When Devipaksha starts on Saturday members of a Kumartuli puja committee will be busy with the idol in their neighbourhood. A few others will be in Kultali, about 100km from the city, overseeing puja preparations there.
This year, Kumartuli Sarbojonin Durgotsav Committee has decided to organise Durga Puja for some 800-odd residents of Shyamnagar, a village in Kultali, still struggling to recover in the aftermath of Cyclone Amphan.
This will be the first time a Durga Puja will be held at Shyamnagar and members of the Kumartuli puja committee have decided to adorn the interiors of their pandal at Kumartuli with pictures of gleaming faces from this village.
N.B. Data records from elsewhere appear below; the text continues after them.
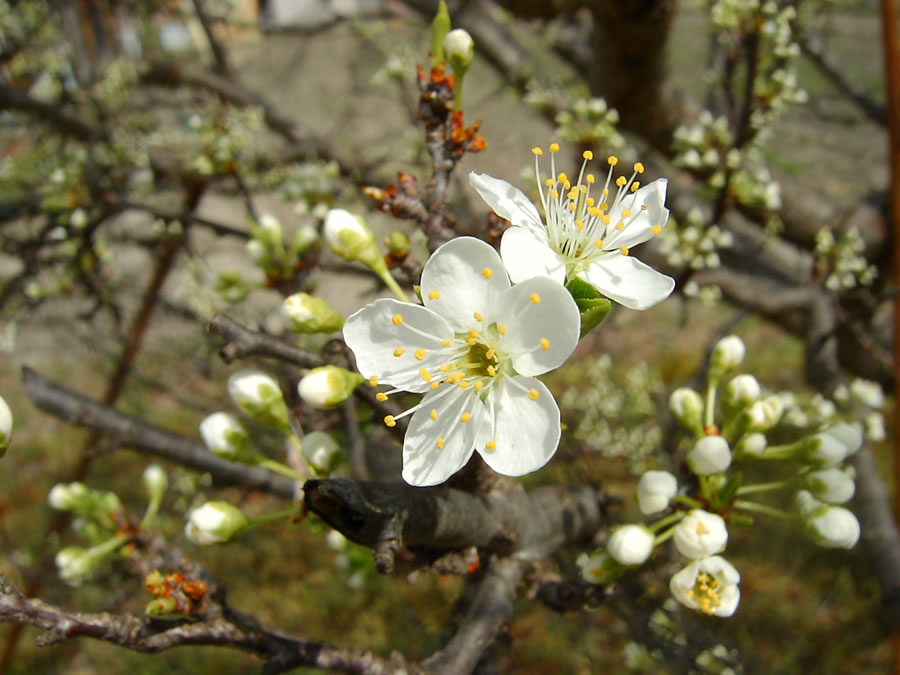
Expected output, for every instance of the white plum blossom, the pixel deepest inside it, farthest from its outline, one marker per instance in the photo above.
(709, 585)
(700, 534)
(473, 350)
(631, 544)
(654, 491)
(589, 231)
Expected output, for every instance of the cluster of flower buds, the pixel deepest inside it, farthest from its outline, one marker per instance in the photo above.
(727, 426)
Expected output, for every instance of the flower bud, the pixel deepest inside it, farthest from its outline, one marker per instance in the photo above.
(303, 313)
(742, 391)
(833, 527)
(5, 426)
(830, 485)
(321, 451)
(226, 438)
(459, 49)
(349, 237)
(710, 454)
(631, 544)
(654, 491)
(259, 395)
(155, 482)
(215, 523)
(328, 387)
(700, 534)
(687, 409)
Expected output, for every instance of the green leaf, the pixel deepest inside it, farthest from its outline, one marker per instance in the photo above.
(593, 307)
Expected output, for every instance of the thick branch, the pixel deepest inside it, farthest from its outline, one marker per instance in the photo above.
(82, 411)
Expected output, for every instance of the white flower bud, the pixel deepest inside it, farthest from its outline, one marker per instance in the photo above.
(654, 491)
(303, 313)
(700, 534)
(259, 395)
(710, 454)
(743, 390)
(709, 586)
(226, 437)
(830, 485)
(328, 387)
(321, 451)
(5, 426)
(631, 544)
(833, 527)
(215, 523)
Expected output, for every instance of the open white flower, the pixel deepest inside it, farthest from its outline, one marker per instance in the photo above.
(585, 236)
(473, 350)
(709, 585)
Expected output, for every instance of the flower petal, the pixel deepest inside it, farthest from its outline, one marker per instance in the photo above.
(375, 339)
(424, 463)
(462, 277)
(553, 321)
(637, 230)
(526, 431)
(628, 281)
(508, 202)
(527, 256)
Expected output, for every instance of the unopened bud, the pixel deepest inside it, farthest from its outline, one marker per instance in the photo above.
(303, 313)
(328, 387)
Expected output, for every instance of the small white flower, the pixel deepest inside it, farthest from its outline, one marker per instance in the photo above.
(700, 534)
(654, 491)
(709, 586)
(473, 350)
(631, 544)
(831, 485)
(587, 234)
(215, 523)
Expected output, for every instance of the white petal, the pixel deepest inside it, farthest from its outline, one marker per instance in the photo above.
(526, 255)
(628, 281)
(373, 337)
(526, 432)
(555, 318)
(637, 231)
(423, 462)
(507, 201)
(462, 277)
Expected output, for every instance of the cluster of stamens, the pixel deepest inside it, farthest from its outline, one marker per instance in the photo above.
(577, 225)
(471, 360)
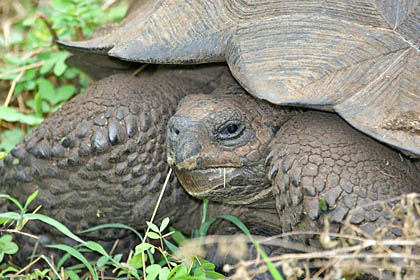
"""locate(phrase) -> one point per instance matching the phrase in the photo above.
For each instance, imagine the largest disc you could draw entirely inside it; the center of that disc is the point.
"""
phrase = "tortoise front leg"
(317, 158)
(101, 159)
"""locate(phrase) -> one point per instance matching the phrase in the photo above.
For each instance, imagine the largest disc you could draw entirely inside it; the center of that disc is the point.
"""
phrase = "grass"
(35, 81)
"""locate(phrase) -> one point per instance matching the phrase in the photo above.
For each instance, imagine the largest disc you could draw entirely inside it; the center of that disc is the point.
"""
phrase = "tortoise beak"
(184, 143)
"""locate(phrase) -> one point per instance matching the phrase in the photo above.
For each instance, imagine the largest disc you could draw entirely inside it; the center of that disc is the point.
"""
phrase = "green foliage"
(36, 68)
(140, 264)
(7, 246)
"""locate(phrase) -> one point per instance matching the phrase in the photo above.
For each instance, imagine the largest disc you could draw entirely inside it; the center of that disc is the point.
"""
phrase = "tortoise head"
(217, 145)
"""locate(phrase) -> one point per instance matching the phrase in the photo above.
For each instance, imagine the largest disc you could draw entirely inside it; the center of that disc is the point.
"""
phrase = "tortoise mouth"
(200, 182)
(232, 185)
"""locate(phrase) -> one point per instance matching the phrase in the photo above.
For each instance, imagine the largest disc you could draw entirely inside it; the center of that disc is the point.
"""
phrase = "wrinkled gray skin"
(101, 159)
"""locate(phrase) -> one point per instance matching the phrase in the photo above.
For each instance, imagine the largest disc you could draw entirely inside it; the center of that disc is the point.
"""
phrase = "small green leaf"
(177, 236)
(102, 261)
(10, 248)
(208, 266)
(96, 247)
(153, 235)
(63, 93)
(76, 254)
(164, 224)
(72, 275)
(143, 247)
(30, 198)
(10, 215)
(323, 205)
(164, 273)
(178, 272)
(9, 139)
(137, 261)
(12, 200)
(171, 246)
(60, 65)
(153, 271)
(216, 275)
(153, 227)
(45, 89)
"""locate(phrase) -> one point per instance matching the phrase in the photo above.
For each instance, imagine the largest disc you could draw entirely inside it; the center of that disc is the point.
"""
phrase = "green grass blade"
(76, 254)
(105, 226)
(59, 226)
(94, 246)
(10, 215)
(271, 268)
(30, 198)
(12, 200)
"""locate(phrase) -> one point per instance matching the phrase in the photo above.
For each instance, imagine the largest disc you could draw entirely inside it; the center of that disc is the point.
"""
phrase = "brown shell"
(359, 58)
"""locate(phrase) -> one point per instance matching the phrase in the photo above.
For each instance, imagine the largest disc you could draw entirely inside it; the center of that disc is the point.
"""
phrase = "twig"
(153, 216)
(19, 232)
(23, 68)
(12, 89)
(49, 26)
(35, 261)
(141, 68)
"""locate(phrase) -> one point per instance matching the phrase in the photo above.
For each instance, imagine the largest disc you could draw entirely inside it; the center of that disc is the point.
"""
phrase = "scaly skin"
(313, 156)
(101, 158)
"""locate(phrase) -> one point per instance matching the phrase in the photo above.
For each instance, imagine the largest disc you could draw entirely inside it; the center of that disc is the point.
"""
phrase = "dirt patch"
(408, 121)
“The cyclone had left behind a trail of devastation; we were looking to visit a village with relief materials. We contacted some of our men in Kultali who visit us every year to help us lift the Durga idol. They recommended Shyamnagar,” Debasish Bhattacharya of Kumartuli sarbojonin said.
“We have decided to hold a small puja at this village, utilising a portion of our funds. The smiling faces of these villagers during Durga Puja will be our biggest reward.”
After the initial rounds of visits to Shyamnagar, the committee members sat down with some of the villagers in September and finalised the plan to organise Durga Puja there.
A small ground at the end of the village was identified for the villagers to set up a small pandal. The Kumar-tuli sarbojonin members will take the idol from Calcutta, along with various items needed for Durga Puja.
The puja will be organised at an estimated cost of Rs 3 lakh.
In Calcutta, the committee members decided to trim down their puja expenses to meet the expenses of the puja in Kultali and accordingly two idols were ordered, the one for Shyamnagar smaller.
“While going through some of photographs of our visit to Shyamnagar, we decided to decorate our pandal with the faces of villagers. We will have them framed and they will be all over the interiors of the pandal,” a committee member said.
The decision to organise the Durga Puja brought smiles on the faces of Shyamnagar villagers, many of who usually walk down a kilometre to be part of the festival in an adjoining village every year.
“Amader pujo chhilo na. Ei bar hobey (We did not have a puja of ours; this time we will have one),” Alok Das, a villager, said.
Some villagers were sceptical about outsiders organising Durga Puja. A few had asked if this would be the first and last time. “We assured the villagers we would with them till they were ready to organise a puja on their own,” Bhattacharya said. “The idea is to ensure when we see the lights in Calcutta, our brothers and sisters in Shyamnagar, too, will enjoy theirs.”